The priest, who said she was wearing her clerical clothing at the time, described how the police had breached church grounds and began spraying tear gas, effectively chasing out her seminarian, herself and others on the church patio from the premises.

“The police in their riot gear with their black shields and the whole bit start pushing on to the patio of St. John’s Lafayette Square,” Gerbasi said.

The priest told Religion News that she was unaware of the reason for the violent expulsion until after the President began the photo-op, during which he held up a Bible without bothering to enter the church itself.

“That’s what it was for: to clear that patio so that man could stand in front of that building with a Bible,” she said.

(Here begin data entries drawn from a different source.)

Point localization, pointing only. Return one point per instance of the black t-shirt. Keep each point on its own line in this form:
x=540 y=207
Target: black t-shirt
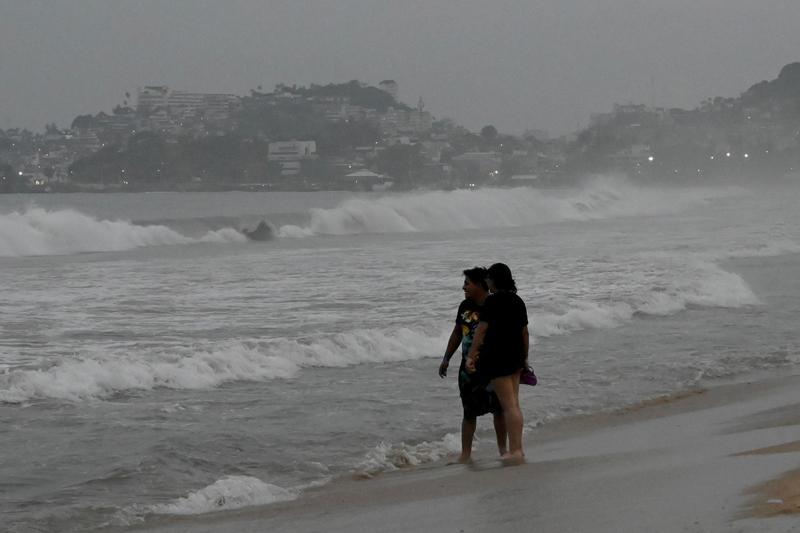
x=506 y=315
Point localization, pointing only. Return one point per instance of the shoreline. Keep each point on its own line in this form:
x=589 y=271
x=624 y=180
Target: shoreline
x=723 y=458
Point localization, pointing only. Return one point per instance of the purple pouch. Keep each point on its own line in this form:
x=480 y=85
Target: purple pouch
x=527 y=377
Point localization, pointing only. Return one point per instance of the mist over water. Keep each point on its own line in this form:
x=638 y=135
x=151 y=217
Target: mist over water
x=183 y=355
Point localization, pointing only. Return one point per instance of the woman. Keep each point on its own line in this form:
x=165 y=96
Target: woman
x=499 y=351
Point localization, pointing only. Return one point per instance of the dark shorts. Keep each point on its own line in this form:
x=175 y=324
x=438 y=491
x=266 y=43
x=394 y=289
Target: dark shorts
x=475 y=399
x=495 y=365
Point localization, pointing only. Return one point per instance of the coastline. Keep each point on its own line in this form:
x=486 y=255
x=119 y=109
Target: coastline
x=717 y=459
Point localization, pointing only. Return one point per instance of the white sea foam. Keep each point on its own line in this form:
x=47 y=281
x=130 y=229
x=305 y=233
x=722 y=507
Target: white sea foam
x=232 y=492
x=699 y=283
x=38 y=231
x=387 y=456
x=602 y=197
x=100 y=374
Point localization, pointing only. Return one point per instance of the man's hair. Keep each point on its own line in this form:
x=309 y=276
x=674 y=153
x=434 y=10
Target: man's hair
x=477 y=275
x=500 y=275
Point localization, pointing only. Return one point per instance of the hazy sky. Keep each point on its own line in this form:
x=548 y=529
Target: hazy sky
x=517 y=64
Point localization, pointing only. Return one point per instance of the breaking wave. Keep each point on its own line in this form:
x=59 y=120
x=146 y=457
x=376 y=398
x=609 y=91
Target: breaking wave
x=386 y=457
x=231 y=492
x=602 y=197
x=38 y=231
x=698 y=284
x=98 y=373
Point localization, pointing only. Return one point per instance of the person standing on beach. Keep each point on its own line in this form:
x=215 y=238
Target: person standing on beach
x=475 y=399
x=499 y=351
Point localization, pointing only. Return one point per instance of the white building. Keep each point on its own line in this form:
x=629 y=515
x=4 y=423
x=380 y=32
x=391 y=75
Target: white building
x=290 y=154
x=389 y=86
x=291 y=150
x=151 y=98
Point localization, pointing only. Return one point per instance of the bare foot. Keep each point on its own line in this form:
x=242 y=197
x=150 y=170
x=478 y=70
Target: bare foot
x=513 y=459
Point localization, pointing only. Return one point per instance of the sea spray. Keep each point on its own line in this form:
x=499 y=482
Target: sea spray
x=601 y=197
x=38 y=231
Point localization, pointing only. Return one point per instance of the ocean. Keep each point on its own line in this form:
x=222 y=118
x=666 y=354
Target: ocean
x=154 y=362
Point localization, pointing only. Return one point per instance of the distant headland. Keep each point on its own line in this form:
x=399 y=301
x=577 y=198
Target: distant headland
x=355 y=136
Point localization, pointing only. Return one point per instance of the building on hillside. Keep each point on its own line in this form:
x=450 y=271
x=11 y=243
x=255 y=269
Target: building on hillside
x=389 y=86
x=289 y=155
x=151 y=98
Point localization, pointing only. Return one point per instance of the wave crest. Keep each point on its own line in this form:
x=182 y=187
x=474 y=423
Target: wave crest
x=38 y=231
x=602 y=197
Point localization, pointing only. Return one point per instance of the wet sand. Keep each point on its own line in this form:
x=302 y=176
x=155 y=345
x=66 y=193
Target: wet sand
x=724 y=459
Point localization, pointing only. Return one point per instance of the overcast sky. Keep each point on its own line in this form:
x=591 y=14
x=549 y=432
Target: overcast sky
x=516 y=64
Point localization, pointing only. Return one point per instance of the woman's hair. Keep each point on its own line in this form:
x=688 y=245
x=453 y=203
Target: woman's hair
x=477 y=276
x=500 y=274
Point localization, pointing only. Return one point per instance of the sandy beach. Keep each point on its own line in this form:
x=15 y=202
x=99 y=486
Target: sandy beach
x=723 y=459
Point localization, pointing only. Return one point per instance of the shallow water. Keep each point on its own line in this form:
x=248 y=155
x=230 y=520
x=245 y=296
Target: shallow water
x=152 y=361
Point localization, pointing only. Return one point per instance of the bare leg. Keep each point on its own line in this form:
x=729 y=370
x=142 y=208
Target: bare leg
x=468 y=426
x=501 y=433
x=507 y=390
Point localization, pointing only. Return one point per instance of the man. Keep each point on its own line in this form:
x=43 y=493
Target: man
x=474 y=397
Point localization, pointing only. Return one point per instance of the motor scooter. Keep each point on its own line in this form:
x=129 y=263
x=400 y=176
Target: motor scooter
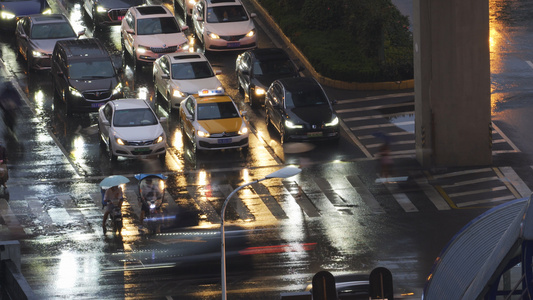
x=151 y=196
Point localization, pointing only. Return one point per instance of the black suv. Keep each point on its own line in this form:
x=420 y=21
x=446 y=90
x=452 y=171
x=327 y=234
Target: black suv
x=257 y=69
x=84 y=75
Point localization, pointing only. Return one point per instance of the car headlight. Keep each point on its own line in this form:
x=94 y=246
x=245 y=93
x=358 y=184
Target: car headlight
x=5 y=15
x=142 y=49
x=259 y=91
x=243 y=130
x=117 y=89
x=101 y=9
x=212 y=35
x=202 y=133
x=74 y=92
x=334 y=122
x=291 y=125
x=178 y=93
x=159 y=139
x=38 y=54
x=251 y=33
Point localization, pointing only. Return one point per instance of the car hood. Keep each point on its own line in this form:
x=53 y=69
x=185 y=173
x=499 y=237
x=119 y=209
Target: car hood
x=120 y=3
x=312 y=114
x=231 y=28
x=138 y=133
x=94 y=84
x=264 y=81
x=194 y=85
x=22 y=8
x=158 y=40
x=47 y=46
x=221 y=125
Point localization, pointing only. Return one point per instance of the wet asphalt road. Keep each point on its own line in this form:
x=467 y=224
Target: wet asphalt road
x=333 y=216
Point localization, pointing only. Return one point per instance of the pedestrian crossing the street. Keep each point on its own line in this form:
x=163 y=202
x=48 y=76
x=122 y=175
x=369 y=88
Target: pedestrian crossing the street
x=312 y=197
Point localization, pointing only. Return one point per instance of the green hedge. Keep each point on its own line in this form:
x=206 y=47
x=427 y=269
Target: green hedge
x=348 y=40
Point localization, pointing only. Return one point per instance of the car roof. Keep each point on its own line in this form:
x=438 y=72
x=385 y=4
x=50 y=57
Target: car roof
x=186 y=57
x=82 y=48
x=128 y=103
x=298 y=83
x=150 y=11
x=223 y=2
x=51 y=18
x=266 y=54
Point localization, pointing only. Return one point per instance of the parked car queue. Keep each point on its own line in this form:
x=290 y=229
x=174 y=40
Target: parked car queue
x=167 y=61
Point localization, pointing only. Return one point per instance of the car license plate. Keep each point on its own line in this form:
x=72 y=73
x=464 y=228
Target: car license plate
x=97 y=104
x=224 y=141
x=314 y=134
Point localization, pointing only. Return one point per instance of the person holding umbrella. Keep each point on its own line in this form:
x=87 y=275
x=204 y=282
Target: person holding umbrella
x=113 y=195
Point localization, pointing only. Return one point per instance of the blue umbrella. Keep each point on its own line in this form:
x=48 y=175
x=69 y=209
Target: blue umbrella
x=113 y=180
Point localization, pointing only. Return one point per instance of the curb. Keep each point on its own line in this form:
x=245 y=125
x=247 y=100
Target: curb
x=391 y=85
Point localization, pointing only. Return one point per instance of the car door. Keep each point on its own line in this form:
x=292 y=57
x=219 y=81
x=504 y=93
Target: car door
x=22 y=35
x=105 y=114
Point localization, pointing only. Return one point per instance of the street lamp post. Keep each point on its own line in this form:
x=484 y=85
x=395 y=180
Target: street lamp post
x=282 y=173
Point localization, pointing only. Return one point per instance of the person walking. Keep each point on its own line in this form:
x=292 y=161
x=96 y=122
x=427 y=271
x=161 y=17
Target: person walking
x=112 y=197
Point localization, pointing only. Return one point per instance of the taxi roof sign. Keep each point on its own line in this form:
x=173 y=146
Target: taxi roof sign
x=215 y=92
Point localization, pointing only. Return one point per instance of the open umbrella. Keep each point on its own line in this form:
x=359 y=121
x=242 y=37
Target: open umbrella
x=113 y=180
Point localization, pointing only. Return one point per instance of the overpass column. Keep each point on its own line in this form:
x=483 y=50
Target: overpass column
x=452 y=82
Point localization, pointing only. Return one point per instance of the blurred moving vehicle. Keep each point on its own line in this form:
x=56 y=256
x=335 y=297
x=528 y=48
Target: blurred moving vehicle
x=256 y=69
x=178 y=75
x=212 y=121
x=108 y=12
x=224 y=25
x=149 y=31
x=300 y=110
x=36 y=37
x=130 y=128
x=83 y=75
x=12 y=10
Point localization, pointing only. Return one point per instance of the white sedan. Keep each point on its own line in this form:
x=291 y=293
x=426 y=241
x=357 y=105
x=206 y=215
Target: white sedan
x=178 y=75
x=130 y=128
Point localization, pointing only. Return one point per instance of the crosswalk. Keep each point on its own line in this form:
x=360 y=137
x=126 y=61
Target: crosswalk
x=309 y=197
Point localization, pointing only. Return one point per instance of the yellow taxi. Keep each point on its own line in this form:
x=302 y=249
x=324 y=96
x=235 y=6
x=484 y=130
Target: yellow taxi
x=211 y=121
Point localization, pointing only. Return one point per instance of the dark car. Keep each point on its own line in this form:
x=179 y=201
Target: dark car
x=257 y=69
x=83 y=75
x=12 y=10
x=37 y=35
x=300 y=110
x=108 y=12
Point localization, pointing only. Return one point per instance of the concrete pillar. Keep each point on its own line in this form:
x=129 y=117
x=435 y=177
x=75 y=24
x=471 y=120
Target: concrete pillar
x=452 y=82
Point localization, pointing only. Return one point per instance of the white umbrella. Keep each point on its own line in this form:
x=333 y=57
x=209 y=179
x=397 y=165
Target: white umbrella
x=113 y=180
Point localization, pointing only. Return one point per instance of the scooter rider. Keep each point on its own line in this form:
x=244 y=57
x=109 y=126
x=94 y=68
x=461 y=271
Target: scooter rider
x=112 y=197
x=149 y=191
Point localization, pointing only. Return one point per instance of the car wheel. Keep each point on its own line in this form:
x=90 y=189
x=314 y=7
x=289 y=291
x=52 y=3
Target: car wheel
x=112 y=156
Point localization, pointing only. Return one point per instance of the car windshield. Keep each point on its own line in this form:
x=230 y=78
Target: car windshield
x=52 y=31
x=134 y=117
x=220 y=110
x=157 y=26
x=233 y=13
x=274 y=67
x=91 y=69
x=308 y=97
x=194 y=70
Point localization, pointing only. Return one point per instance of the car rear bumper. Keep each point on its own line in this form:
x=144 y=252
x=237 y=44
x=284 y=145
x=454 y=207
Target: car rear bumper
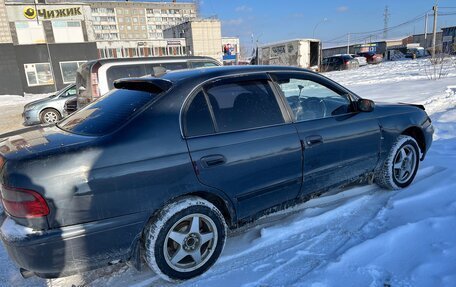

Despite the fact that 7 p.m. ET curfew had not yet begun, the police had deployed tear gas and flash bangs to clear away protesters holding a peaceful demonstration against police brutality in the area in the wake of George Floyd’s death.

Prior to his arrival at the site, the President had given a speech ostensibly to address the killing of Floyd at the hands of a white police officer, but it was largely focused on threatening protesters with military action instead.

He then headed over to the church unannounced, reportedly because he was upset by news coverage of him hiding away in the White House over the weekend and wanted to be seen outside.

The Right Rev. Mariann Budde, the Episcopal bishop of Washington who oversees St. John’s, slammed Trump for using the church “as a backdrop for a message antithetical to the teachings of Jesus and everything our churches stand for.”